Вот одна такая мысль, дорогой друг, и заставила меня обратиться к девочке с такими словами: «Ваше высочество принцесса Ванврская! Клянусь честью, вы очаровательны!»

Безусловно, девочка думала о чем-то подобном: она стала красной как мак.

Даже такому невинному человеку, как ты, дорогой Коломбан, незачем рассказывать, что, чем ярче румянец, тем привлекательнее девушка. А принцесса Ванврская — привлекательнейшая из принцесс, и у меня закружилась голова, но, к счастью, я успел зацепиться взглядом за твой белый платок, сменивший ее косынку. Платок был как бы тобой, мой друг; я не знал о твоем отвращении к феям, наядам и русалкам. Я побоялся, что предаю дружбу, это и остановило меня на краю пропасти.

И вот теперь ты мне клянешься, что незнаком с принцессой Ванврской, — тем лучше! Я родом из тех мест, где много пропастей, я их не боюсь. При первой же возможности я с большим удовольствием спущусь в эту пропасть!

Когда рассказ был окончен, Коломбан хотел высказать свои соображения, но Камилл запел восхитительным голосом:

Лизетта так и этак

Меня морочит вновь;

Но выпью за гризеток,

За милую Лизетту,

За нас и за любовь![20]

При звуках этого мелодичного, звонкого, магического голоса, заставляющего трепетать самые сокровенные струны сердца, Коломбан уже мог только аплодировать.

 

XLIII. ДУБ И ТРОСТНИК

 

Этот рассказ о первой встрече Камилла с принцессой Ванврской, который мы попытались воспроизвести не только в целом, но и во всех подробностях, лучше всякого анализа даст читателю представление о характере Камилла, беззаботном и веселом.
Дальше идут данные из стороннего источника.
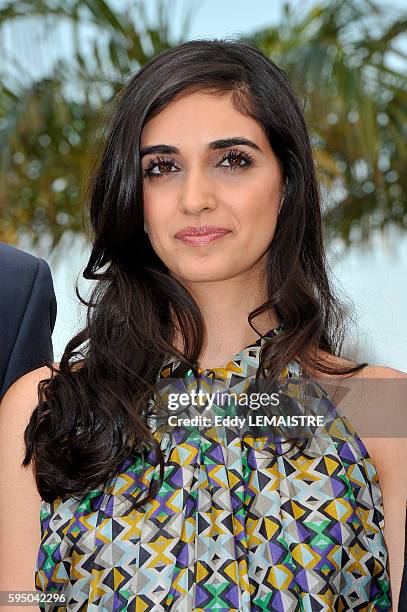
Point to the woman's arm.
(389, 456)
(19, 499)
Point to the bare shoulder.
(369, 371)
(24, 391)
(21, 502)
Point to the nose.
(197, 192)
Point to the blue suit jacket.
(27, 314)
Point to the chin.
(203, 273)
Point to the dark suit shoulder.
(12, 258)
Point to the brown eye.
(159, 167)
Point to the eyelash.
(230, 155)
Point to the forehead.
(200, 117)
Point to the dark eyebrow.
(223, 143)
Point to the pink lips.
(201, 234)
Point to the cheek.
(257, 209)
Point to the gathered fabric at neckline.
(232, 366)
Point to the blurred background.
(62, 61)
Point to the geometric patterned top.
(234, 526)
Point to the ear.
(281, 202)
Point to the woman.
(206, 217)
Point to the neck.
(225, 306)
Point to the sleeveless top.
(233, 526)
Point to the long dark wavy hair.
(89, 417)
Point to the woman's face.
(193, 175)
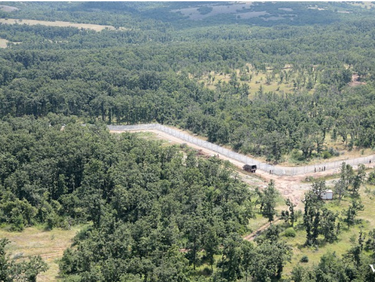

Такую веселость вряд ли можно считать достоинством мужчины, но на серьезного бретонца она оказывала такое же действие, как кошачьи ласки или болтовня попугая. В начале разговора Камилл всегда был не прав, зато к концу рассказа неизменно оказывался оправдан.

Но однажды его настойчивость натолкнулась на непреодолимое препятствие.

Размеренный, даже монотонный образ жизни Коломбана был далек от идеала, о котором мечтал Камилл. Креолу было не по себе в тихом прибежище друга. Квартира бретонца внушала ему ужас, какой должен испытывать молодой человек, вступивший в монастырь не по призванию, при выборе своей кельи.

Вернувшись однажды после занятий, Коломбан увидел в изголовье своей кровати череп с костями и утешительной надписью: «Камилл, надобно умереть!»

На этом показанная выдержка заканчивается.